The New England Patriots last week received the names of 13,000 people who bought or sold Pats tickets through StubHub. Season ticket holders are rightly concerned that the Pats may now revoke the subscriptions of those who circumvented the Pats’ own Ticketmaster-run system.
A Massachusetts judge ordered StubHub to release the names last year, a ruling that was affirmed last week by the state Appeals Court.
Diane, a season ticket holder who asked not to be identified for fear of being targeted by the Patriots, said she sold some of her seats on StubHub to help defray the cost of purchasing them.“It’s my ticket, and I should be able to do whatever I want with it,” she said.
The Patriots view their tickets as revocable licenses that they control. The team currently prohibits resales anywhere but on the team’s website, which is run by Ticketmaster and requires fans to sell their tickets at face value.
Mike, another season ticket holder who attempted to sell tickets on StubHub and requested anonymity, said he didn’t appreciate the Patriots going to court to obtain private information about him.
But other sports fans applauded the Patriots for trying to prevent season ticket holders from making enormous profits on their tickets.
“Whatever happened to buying tickets for the games you want to go to, rather than buying them so that you can resell them and essentially price the average blue collar fan out of going to a game,” said Sean Duke-Crocker of Brookline.
Do you agree with the team or the ticket holders? Tell us in the comments.
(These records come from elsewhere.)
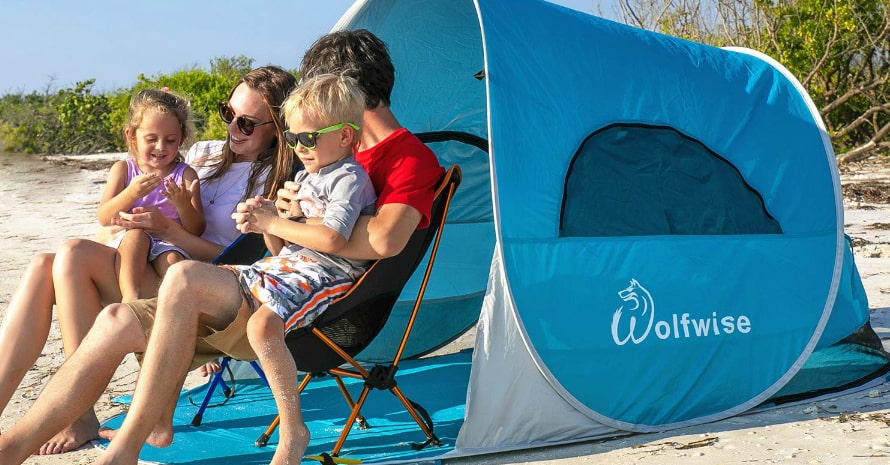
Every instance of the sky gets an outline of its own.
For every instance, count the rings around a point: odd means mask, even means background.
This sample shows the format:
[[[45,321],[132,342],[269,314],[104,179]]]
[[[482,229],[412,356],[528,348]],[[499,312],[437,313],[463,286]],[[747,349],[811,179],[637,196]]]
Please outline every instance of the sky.
[[[509,0],[502,0],[509,1]],[[552,0],[609,17],[615,0]],[[4,0],[0,95],[74,87],[130,87],[148,77],[248,56],[296,69],[352,0]]]

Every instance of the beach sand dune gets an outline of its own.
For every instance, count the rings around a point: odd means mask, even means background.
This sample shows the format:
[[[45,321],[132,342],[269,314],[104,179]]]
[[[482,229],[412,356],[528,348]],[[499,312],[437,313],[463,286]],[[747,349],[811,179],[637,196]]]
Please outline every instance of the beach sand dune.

Patriots season ticket holders fear being put on hot seat [Boston Globe]
(Photo: Paul Keleher)







I agree with the team, and I found the pro-scalper/free market argument of Hylander to be hollow, because the laws of economics govern commodities, not contracts that state that they are transferrable under only certain conditions. The movable object that is the ticket is not the agreement that legally permits you in the door. It is simply a written statement that serves as verification of that contract. Unless you sell your ticket under the terms of the contract you have with the Patriots, then legally the contract was violated, and the Patriots are no longer bound to live up to their end of the agreement to let the (scalped) ticket holder in. Once the contract between the original purchaser violated the terms of the agreement which outlined his right to attend the game, the agreement was broken, and the contract not enforceable. This is more about contract law than economics. To some degree, this is also about criminal law as well, since the state law that specifically prohibits scalping by limiting the increase in price upon any “reselling tickets,” is being violated. This law is a consumer-protection oriented law. There is such a thing as the rights of the local fans, even if it is not written into the constitution. You would think Patriots fans would be amongst the most likely to be sure that they 1) knew who was using their STH seats 2) not try to profit off of the transfer of an agreement to attend an event on the Kraft property, and 3) treat the tickets with more respect, in the belief that it’s more supposed to be about the GAME itself.
@erik65:
It’s Hyland, thanks.
Also, It’s not a Pro-scalper/free market argument. It’s an explanation of what is going on using economics. It turns into an argument because it forces conclusions to be drawn that at at odds with most of the knee jerk responses to ticket resale.
You called my comment hollow, and then processed to ignore them. Please go back and read them.
The free market governs any interaction where someone is buying and selling something. ust because the patriots put a contract on their ticket and order to buyer to not resell it doesn’t mean that people no longer make economic decisions. They made a decision to buy the ticket (enter into the contract, if you prefer) in the first place.
I also understand and acknowledge that this is about contract law, contract theory as well as economics. What you don’t understand is that those contracts OBVIOUSLY aren’t preventing ticket resale. I don’t care how you couch the agreement, resale will occur if there is an opportunity and incentive for arbitrage generated by the ticket price. Period.
I’m not arguing who is right or wrong here. I’ve already said, I don’t really care who is right or wrong. Personally, I feel that if we start feeling that tickets are “the priveledge to attend an event of the Kraft property” alone, that is pretty sad. But how I feel about that isn’t important.
Go and read ANY of my posts trying to explain this. I had hoped I had made myself pretty clear, maybe I failed to.
The contracts OBVIOUSLY limit the resale conditions.
And thanks for acknowledging that they are just a contract, not a commodity, which makes all economic arguments irrelevant.